Em 2004, foram registrados 237
homicídios por arma de fogo no estado. Em 2014, foram 1.292, o que
representa 3,5 homicídios por arma de fogo por dia.
O estudo avalia dados de mortes causadas
por acidente, homicídio, suicídio ou motivo indeterminado causadas com
uso de arma de fogo entre 1980 e 2014. E usou dados do Instituto
Brasileiro de Geografia e Estatística (IBGE) do Ministério da Saúde de
2014 para mostrar a evolução da violência em estados e municípios
brasileiros.
De acordo com a Secretaria Estadual de
Segurança Pública do Rio Grande do Norte (Sesed), o estado apresenta uma
tendência de queda dos índices de número de Crimes Violentos Letais
Intencionais (CVLI) nos últimos dois meses consecutivos. Entre o meses
de maio e julho, foi registrado uma queda de 11,6% de assassinatos no
RN. De junho a julho, essa redução foi de 9,1%.

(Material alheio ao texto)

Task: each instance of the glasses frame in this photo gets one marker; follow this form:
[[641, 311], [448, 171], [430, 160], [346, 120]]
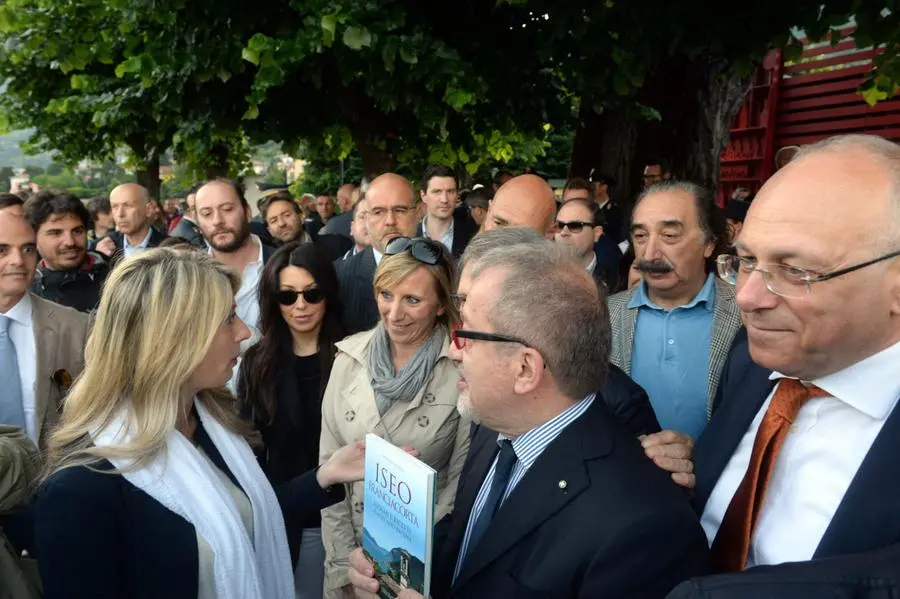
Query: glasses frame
[[560, 225], [456, 334], [808, 279], [424, 250], [298, 295]]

No total, os índices dos sete primeiros
meses de 2016 no estado do Rio Grande do Norte ainda são maiores do que o
mesmo período de 2015, ou seja, 1.140 CVLIs contra 933, apesar da
tendência de redução.
Segundo o estudo, a região Nordeste foi a
que apresentou as maiores taxas de homicídios por arma de fogo (HAF) em
quase todos os anos da década analisada. Sua taxa média em 2014, de
32,8 HAF por 100 mil habitantes.
O relatório destacou ainda que a maior
parte das cidades do Nordeste apresenta elevados índices de crescimento
na década 2004/2014. E em curto espaço de tempo tiveram que enfrentar
uma pandemia de violência para a qual estavam pouco e mal preparadas.